Diane juga menyatakan bahwa arti asli dari kata disiplin ini juga berkonotasi
dengan disiplin diri dari murid-murid Socrates dan Plato. Disiplin diri dapat
membuat seseorang menggali potensinya menuju kepada sebuah tujuan, sesuatu yang
dihargai dan bermakna. Dengan kata lain, disiplin diri juga mempelajari
bagaimana cara kita mengontrol diri, dan bagaimana menguasai diri untuk memilih
tindakan yang mengacu pada nilai-nilai yang kita hargai.

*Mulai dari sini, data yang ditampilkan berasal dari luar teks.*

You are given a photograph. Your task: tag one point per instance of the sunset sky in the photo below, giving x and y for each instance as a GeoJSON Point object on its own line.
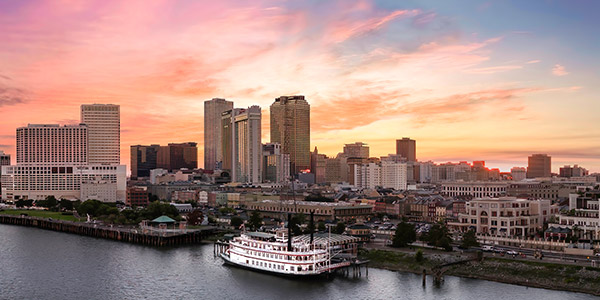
{"type": "Point", "coordinates": [469, 80]}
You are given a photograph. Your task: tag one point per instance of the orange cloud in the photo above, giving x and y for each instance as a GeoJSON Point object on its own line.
{"type": "Point", "coordinates": [559, 70]}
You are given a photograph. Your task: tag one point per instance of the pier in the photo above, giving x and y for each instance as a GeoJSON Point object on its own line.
{"type": "Point", "coordinates": [128, 235]}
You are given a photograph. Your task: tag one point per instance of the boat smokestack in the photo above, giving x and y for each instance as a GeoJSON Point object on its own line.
{"type": "Point", "coordinates": [289, 232]}
{"type": "Point", "coordinates": [312, 225]}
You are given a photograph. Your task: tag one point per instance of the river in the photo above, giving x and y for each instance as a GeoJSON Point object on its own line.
{"type": "Point", "coordinates": [40, 264]}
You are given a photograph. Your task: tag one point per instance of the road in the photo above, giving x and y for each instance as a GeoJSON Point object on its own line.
{"type": "Point", "coordinates": [548, 256]}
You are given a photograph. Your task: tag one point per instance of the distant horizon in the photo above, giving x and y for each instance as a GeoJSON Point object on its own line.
{"type": "Point", "coordinates": [504, 166]}
{"type": "Point", "coordinates": [494, 81]}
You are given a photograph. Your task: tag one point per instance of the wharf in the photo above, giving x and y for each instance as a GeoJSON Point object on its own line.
{"type": "Point", "coordinates": [129, 235]}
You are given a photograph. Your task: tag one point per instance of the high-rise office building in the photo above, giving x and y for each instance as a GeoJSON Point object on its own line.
{"type": "Point", "coordinates": [518, 173]}
{"type": "Point", "coordinates": [143, 159]}
{"type": "Point", "coordinates": [318, 163]}
{"type": "Point", "coordinates": [52, 160]}
{"type": "Point", "coordinates": [356, 150]}
{"type": "Point", "coordinates": [407, 148]}
{"type": "Point", "coordinates": [213, 110]}
{"type": "Point", "coordinates": [539, 165]}
{"type": "Point", "coordinates": [227, 138]}
{"type": "Point", "coordinates": [177, 156]}
{"type": "Point", "coordinates": [394, 175]}
{"type": "Point", "coordinates": [276, 165]}
{"type": "Point", "coordinates": [290, 127]}
{"type": "Point", "coordinates": [574, 171]}
{"type": "Point", "coordinates": [241, 144]}
{"type": "Point", "coordinates": [4, 161]}
{"type": "Point", "coordinates": [104, 132]}
{"type": "Point", "coordinates": [248, 146]}
{"type": "Point", "coordinates": [50, 144]}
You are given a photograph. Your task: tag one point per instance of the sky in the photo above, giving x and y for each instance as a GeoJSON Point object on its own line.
{"type": "Point", "coordinates": [468, 80]}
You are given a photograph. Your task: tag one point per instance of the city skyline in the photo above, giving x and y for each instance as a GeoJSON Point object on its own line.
{"type": "Point", "coordinates": [465, 84]}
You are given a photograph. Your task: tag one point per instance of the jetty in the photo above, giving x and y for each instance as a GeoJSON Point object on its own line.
{"type": "Point", "coordinates": [146, 237]}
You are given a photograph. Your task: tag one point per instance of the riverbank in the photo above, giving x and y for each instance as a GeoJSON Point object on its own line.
{"type": "Point", "coordinates": [155, 238]}
{"type": "Point", "coordinates": [525, 273]}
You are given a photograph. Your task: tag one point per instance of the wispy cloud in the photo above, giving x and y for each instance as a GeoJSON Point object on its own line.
{"type": "Point", "coordinates": [559, 70]}
{"type": "Point", "coordinates": [492, 70]}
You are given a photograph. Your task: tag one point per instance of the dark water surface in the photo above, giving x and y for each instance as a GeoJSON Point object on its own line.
{"type": "Point", "coordinates": [40, 264]}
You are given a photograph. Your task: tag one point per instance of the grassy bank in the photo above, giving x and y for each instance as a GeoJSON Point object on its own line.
{"type": "Point", "coordinates": [527, 273]}
{"type": "Point", "coordinates": [534, 274]}
{"type": "Point", "coordinates": [40, 214]}
{"type": "Point", "coordinates": [392, 260]}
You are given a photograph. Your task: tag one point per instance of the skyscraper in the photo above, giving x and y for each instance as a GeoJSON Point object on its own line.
{"type": "Point", "coordinates": [51, 144]}
{"type": "Point", "coordinates": [143, 159]}
{"type": "Point", "coordinates": [104, 132]}
{"type": "Point", "coordinates": [53, 160]}
{"type": "Point", "coordinates": [290, 127]}
{"type": "Point", "coordinates": [213, 109]}
{"type": "Point", "coordinates": [4, 161]}
{"type": "Point", "coordinates": [177, 156]}
{"type": "Point", "coordinates": [318, 164]}
{"type": "Point", "coordinates": [276, 165]}
{"type": "Point", "coordinates": [356, 150]}
{"type": "Point", "coordinates": [539, 165]}
{"type": "Point", "coordinates": [407, 148]}
{"type": "Point", "coordinates": [242, 147]}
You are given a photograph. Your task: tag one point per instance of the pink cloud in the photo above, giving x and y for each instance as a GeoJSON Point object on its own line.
{"type": "Point", "coordinates": [559, 70]}
{"type": "Point", "coordinates": [492, 70]}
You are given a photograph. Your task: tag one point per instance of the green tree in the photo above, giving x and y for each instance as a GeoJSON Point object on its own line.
{"type": "Point", "coordinates": [439, 236]}
{"type": "Point", "coordinates": [91, 207]}
{"type": "Point", "coordinates": [321, 226]}
{"type": "Point", "coordinates": [405, 235]}
{"type": "Point", "coordinates": [226, 210]}
{"type": "Point", "coordinates": [469, 240]}
{"type": "Point", "coordinates": [51, 201]}
{"type": "Point", "coordinates": [157, 209]}
{"type": "Point", "coordinates": [339, 228]}
{"type": "Point", "coordinates": [310, 228]}
{"type": "Point", "coordinates": [236, 222]}
{"type": "Point", "coordinates": [419, 256]}
{"type": "Point", "coordinates": [195, 217]}
{"type": "Point", "coordinates": [66, 204]}
{"type": "Point", "coordinates": [255, 221]}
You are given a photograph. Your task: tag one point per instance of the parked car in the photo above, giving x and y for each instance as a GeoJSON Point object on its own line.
{"type": "Point", "coordinates": [487, 248]}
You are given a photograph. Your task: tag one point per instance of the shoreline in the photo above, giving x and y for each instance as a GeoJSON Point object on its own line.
{"type": "Point", "coordinates": [402, 262]}
{"type": "Point", "coordinates": [110, 233]}
{"type": "Point", "coordinates": [544, 275]}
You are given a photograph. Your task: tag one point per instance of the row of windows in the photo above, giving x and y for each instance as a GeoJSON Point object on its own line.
{"type": "Point", "coordinates": [276, 266]}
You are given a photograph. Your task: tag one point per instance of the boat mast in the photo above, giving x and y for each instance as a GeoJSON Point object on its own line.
{"type": "Point", "coordinates": [329, 251]}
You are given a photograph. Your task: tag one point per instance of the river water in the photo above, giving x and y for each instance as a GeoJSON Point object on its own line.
{"type": "Point", "coordinates": [40, 264]}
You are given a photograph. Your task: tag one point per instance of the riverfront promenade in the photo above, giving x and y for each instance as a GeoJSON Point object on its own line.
{"type": "Point", "coordinates": [159, 238]}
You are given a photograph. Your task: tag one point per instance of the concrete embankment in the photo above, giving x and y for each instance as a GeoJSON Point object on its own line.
{"type": "Point", "coordinates": [553, 276]}
{"type": "Point", "coordinates": [151, 238]}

Dengan kata lain, seseorang yang memiliki disiplin diri berarti mereka bisa
bertanggung jawab terhadap apa yang dilakukannya karena mereka mendasarkan
tindakan mereka pada nilai-nilai kebajikan universal. Dalam hal ini Ki Hajar
menyatakan; “...pertanggungjawaban atau verantwoordelijkheld
itulah selalu menjadi sisihannya hak atau kewajiban dari seseorang yang pegang
kekuasaan atau pimpinan dalam umumnya. Adapun artinya tidak lain ialah orang
tadi harus mempertanggungjawabkan dirinya serta tertibnya laku diri dari segala
hak dan kewajibannya.
(Ki Hajar Dewantara, pemikiran, Konsepsi, Keteladanan, Sikap Merdeka,
Cetakan Kelima, 2013, Halaman 469).
Sebagai pendidik, tujuan kita adalah menciptakan anak-anak yang memiliki
disiplin diri sehingga mereka bisa berperilaku dengan mengacu pada nilai-nilai
kebajikan universal dan memiliki motivasi intrinsik, bukan ekstrinsik.
Referensi:
Restitution: Restructuring School Discipline, Diane Chelsom Gossen, 2001,
New View Publications, North Canada.
Ki Hajar Dewantara; Pemikiran, Konsepsi, Keteladanan, Sikap Merdeka,2013,
UST-Press bekerjasama dengan Majelis Luhur Tamansiswa.
Bapak dan Ibu calon guru
penggerak,
Indah sekali bukan pemikiran-pemikiran
tentang konsep disiplin di atas. Mari kita bayangkan alangkah indahnya ketika
tercipta masyarakat yang bisa saling belajar, yang saling merasa terikat dan
terhubungkan satu sama lain; karena masyarakat seperti itu akan mengambil
tanggung jawab untuk pembelajarannya, senantiasa berusaha untuk menjadi insan
yang lebih baik dari sebelumnya. Itulah tujuan dari disiplin diri.